1. Drug discovery pipeline: target ID → hit discovery → lead optimization → preclinical → clinical → approval. 10-15 years; $1-3 billion.
2. Aspirin irreversibly acetylates COX's Ser530 (Ch 26 mechanism). Used for inflammation, pain, fever, and cardiovascular prevention (low-dose).
3. Ibuprofen reversibly competes with arachidonic acid for COX's active site. Anti-inflammatory + analgesic; no cardiovascular benefit.
4. Acetaminophen: weakly inhibits CNS COX; analgesic + antipyretic but not anti-inflammatory. Toxic at overdose via NAPQI Michael acceptor + glutathione depletion.
5. Lipinski's rule of 5: MW ≤ 500, logP ≤ 5, H-bond donors ≤ 5, H-bond acceptors ≤ 10. Heuristic for oral drug-like properties.
6. SAR (structure-activity relationship): systematic structural variation to optimize lead compounds.
7. Bioisosteres: structural swaps preserving biology but changing chemistry (e.g., -COOH ↔ tetrazole).
8. Prodrugs: inactive compounds metabolized to active drugs. Examples: enalapril, valacyclovir, L-DOPA.
9. PROTACs: heterobifunctional degraders. Use cereblon-binding ligands (thalidomide-derived) to recruit E3 ligase to a target protein. Degrade the target.
10. Thalidomide arc: from teratogen (1957-1961) → multiple myeloma drug (1990s) → PROTAC ligand foundation (2015+).

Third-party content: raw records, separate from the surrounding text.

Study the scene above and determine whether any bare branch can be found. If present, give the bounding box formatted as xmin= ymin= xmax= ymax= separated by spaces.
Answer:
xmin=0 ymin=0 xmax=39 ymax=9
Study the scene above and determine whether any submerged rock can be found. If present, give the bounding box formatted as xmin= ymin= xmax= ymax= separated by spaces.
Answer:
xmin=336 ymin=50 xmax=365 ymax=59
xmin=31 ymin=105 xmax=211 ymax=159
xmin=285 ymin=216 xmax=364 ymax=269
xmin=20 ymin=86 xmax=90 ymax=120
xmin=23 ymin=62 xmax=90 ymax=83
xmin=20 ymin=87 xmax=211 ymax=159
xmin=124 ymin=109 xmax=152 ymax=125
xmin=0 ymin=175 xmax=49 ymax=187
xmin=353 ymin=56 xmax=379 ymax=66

11. AI is transforming drug discovery: target prediction, virtual screening, retrosynthesis, ADME prediction. Speed of design-build-test cycles accelerating.

This concludes Part VII. Part VIII covers advanced topics: oxidation/reduction (Ch 36), organometallic chemistry (Ch 37), the art of synthesis (Ch 38), pericyclic reactions (Ch 39), and green chemistry / future directions (Ch 40).